Still, it costs even more to mount a show like this on Broadway. And for investors to take that kind of big-money gamble, they like to know a musical can pull in big audiences. And this is where those regional theatre producers come back in.
According to Briggs, "5th Avenue theatre are people we've talked to who are very interested in coming down. Also Theatre Under the Stars in Houston, Frank Young. So we've got a lot of different people coming down to take a look at the show, as you do when you do a new musical."
However, when contacted, four of the regional theatres best known for feeding musicals to Broadway, including "Theatre Under the Stars" and Seattle's "5th Avenue" theatre, said it's unlikely they will attend the run. Gordon Cox, who covers Broadway for the industry magazine Variety, says their absence is not a good sign.
"It does not mean that they are not interested in the script and the piece, but nor does it indicate strong interest in the development of the piece. Because I feel like, if you were interested in the development of the piece, you'd want to check it out, see how it works on stage."
The work of getting Pompeii to the stage has for the last month gone on in an otherwise quiet strip mall on Shipyard Boulevard. Pompeii's opening number features a panoply of ancient gods, on this day attired in jeans and warm-up suits.
The actors stand on a temporary stage floor, crisscrossed with marks in florescent tape. In between numbers they hum lines and debate staging decisions. Briggs is not merely shaping his actors' performances; he's also shaping the script.

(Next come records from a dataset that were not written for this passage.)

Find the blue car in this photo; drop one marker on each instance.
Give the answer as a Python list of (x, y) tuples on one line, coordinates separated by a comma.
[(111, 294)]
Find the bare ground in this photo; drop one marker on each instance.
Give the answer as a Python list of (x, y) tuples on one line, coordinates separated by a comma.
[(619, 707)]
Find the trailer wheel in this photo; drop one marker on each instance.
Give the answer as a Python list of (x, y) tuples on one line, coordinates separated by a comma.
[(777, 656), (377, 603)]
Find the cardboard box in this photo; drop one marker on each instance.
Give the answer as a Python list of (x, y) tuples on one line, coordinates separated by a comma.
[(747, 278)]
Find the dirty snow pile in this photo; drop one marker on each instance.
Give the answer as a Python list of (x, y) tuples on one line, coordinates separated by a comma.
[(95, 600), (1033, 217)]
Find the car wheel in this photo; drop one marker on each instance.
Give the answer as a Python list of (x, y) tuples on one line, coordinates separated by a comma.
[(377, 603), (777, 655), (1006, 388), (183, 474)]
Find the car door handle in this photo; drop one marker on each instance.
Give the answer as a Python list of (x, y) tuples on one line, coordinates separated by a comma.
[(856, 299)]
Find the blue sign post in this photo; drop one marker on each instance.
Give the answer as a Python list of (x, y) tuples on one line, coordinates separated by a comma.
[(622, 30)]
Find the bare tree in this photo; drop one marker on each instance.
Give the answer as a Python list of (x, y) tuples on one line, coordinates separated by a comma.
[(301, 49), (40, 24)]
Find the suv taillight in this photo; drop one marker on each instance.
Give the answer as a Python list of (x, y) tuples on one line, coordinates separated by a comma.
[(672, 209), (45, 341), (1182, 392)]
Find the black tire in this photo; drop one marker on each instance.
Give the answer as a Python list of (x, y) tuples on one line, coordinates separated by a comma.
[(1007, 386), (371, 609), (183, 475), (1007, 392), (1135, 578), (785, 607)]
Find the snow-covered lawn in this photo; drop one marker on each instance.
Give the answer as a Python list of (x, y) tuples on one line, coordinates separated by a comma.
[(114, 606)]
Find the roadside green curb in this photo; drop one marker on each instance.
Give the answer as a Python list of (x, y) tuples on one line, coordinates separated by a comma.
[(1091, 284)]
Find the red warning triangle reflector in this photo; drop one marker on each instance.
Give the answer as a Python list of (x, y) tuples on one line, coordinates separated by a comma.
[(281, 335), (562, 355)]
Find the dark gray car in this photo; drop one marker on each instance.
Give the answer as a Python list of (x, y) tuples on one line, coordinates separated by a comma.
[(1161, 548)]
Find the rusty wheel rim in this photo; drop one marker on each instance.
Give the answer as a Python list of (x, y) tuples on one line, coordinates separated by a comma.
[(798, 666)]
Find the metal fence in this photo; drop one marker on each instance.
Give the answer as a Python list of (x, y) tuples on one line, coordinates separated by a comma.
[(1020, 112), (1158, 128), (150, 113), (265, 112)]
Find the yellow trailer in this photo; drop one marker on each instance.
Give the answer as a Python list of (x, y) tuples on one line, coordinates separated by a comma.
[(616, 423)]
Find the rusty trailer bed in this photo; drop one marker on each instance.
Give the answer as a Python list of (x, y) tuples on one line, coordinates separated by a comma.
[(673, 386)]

First-time productions use rehearsals as a workshop: lines are swapped, scenes rearranged, or even, cut.
"It's like building a house," says Briggs. "Do you want the bathroom over there and maybe it should be here and do you want wallpaper in that room, or maybe just on one wall. So we're having a great time doing that. And there have been some changes from when we went into rehearsal."
In fact, since he's staying for the full run, Briggs predicts the show may continue to evolve all the way through to closing. Among those adjusting to the alterations is actor James Van Treuren, who plays one of the main characters, Maximo.

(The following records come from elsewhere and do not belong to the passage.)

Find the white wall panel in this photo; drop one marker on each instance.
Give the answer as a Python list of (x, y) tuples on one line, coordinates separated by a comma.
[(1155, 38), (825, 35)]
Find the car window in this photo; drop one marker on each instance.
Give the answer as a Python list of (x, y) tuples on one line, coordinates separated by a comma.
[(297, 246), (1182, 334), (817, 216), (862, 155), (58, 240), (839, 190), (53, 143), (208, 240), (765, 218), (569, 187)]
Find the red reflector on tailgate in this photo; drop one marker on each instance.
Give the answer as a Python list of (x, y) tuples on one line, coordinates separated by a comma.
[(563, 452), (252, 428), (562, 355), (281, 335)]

"We have a box out there, a little mailbox, everybody has a slot, and we have to check it several times a day because there are new pages of script, sometimes new pages of music, scheduling things."
Van Treuren says there's no personal risk for actors who sign on with a new production. If it fails, they just go on to the next musical. And, if it succeeds, there are a lot of benefits, both professional and financial, for the actors, and for all those attached to the show.